Advice needed, odd brood cappings

Beekeeping & Apiculture Forum

Help Support Beekeeping & Apiculture Forum:

This site may earn a commission from merchant affiliate links, including eBay, Amazon, and others.

simonwig

House Bee
***
Joined
May 25, 2011
Messages
216
Reaction score
118
Location
Leeds
Hive Type
National
Number of Hives
8
Hi

Second year beekeepers, the cappings in part of one hive (not all) had to us a strange appearance, not seen before.

Copy of photo attached. I opened a few cells and perfectly normal (to my eyes) larvae, either ready to emerge or well developed were present.

Uncapped brood and eggs were seen and normal.

We are close to the EFB outbreak in Harrogate, but as far as I can tell from the guidance this isn't EFB, but could be wrong.

Any thoughts as to the cause appreciated, or is this just normal variation?

I have emailed the SBI but would be interested in comments.

Thanks all

Simon
 
Looks normal to me. The darker areas contain bees soon to emerge
 
Mine always look like that...Out of interest, what do they usually look like in your hives?
 
Hi

The outer ones in the picture are what I call normal. the lighter ones I'm concerned about. Opening some like that had larvae still in the white stage, so not about to emerge.

Simon
 
HI what your seeing looks to me like an age ring in the brrod pattern and nothing to worry abot at all.
 
Last edited:
Thanks guys,

Quick replies from local bee inspectors agree. Just a bit paranoid by EFB abut 5 miles away so better to ask and be safe than ignore.

Simon
 
First recognise what healthy brood looks like (white glistening segmented larvae in C shape, and sealed larvae with biscuit coloured, slightly raised dry cappings).

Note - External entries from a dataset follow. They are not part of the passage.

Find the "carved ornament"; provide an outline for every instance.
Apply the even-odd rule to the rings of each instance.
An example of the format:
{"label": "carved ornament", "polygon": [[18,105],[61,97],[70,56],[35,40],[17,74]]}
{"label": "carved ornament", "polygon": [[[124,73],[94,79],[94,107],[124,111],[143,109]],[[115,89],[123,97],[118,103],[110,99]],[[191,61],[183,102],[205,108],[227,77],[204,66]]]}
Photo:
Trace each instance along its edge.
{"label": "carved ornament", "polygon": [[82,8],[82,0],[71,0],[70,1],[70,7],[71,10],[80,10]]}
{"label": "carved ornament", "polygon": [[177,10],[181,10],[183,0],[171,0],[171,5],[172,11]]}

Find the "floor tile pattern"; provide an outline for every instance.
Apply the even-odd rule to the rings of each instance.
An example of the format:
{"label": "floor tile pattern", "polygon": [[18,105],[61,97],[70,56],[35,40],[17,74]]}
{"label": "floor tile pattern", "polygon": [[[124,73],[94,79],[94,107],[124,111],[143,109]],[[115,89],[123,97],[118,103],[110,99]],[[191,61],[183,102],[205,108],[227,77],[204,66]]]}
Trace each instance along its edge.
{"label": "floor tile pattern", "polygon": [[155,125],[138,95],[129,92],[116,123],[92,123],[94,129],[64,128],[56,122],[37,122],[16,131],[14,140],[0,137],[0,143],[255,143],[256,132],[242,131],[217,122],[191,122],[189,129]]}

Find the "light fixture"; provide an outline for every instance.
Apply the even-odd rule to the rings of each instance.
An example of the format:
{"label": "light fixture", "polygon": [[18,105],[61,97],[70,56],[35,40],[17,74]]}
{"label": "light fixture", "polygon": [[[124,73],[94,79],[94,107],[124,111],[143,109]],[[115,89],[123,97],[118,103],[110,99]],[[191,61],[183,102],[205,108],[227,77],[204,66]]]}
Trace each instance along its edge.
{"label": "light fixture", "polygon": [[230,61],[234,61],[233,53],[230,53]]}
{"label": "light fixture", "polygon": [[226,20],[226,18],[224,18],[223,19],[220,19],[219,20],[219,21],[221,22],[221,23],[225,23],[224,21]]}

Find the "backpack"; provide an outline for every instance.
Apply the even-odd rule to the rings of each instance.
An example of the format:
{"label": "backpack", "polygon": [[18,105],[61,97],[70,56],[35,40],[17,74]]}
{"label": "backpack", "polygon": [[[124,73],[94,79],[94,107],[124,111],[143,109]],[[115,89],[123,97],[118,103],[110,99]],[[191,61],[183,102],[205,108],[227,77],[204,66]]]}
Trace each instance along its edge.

EFB is mainly a disease that kills the larvae before the cell is sealed (although death can occur after sealing). Shake the bees off the comb (into a space within the brood chamber) and look for larvae in unusual positions in the cell, discoloration, loss of segmentation, meltdown, the "chalky" gut. The smell (which may not be detected) is due to decomposition by secondary bacteria. There is a good illustrated advisory leaflet on Foulbrood on Beebase.
 
Just a bit paranoid by EFB abut 5 miles away

As MBK.

Rest assured it is not a sign of EFB if there are developing larvae/pupae in the cells.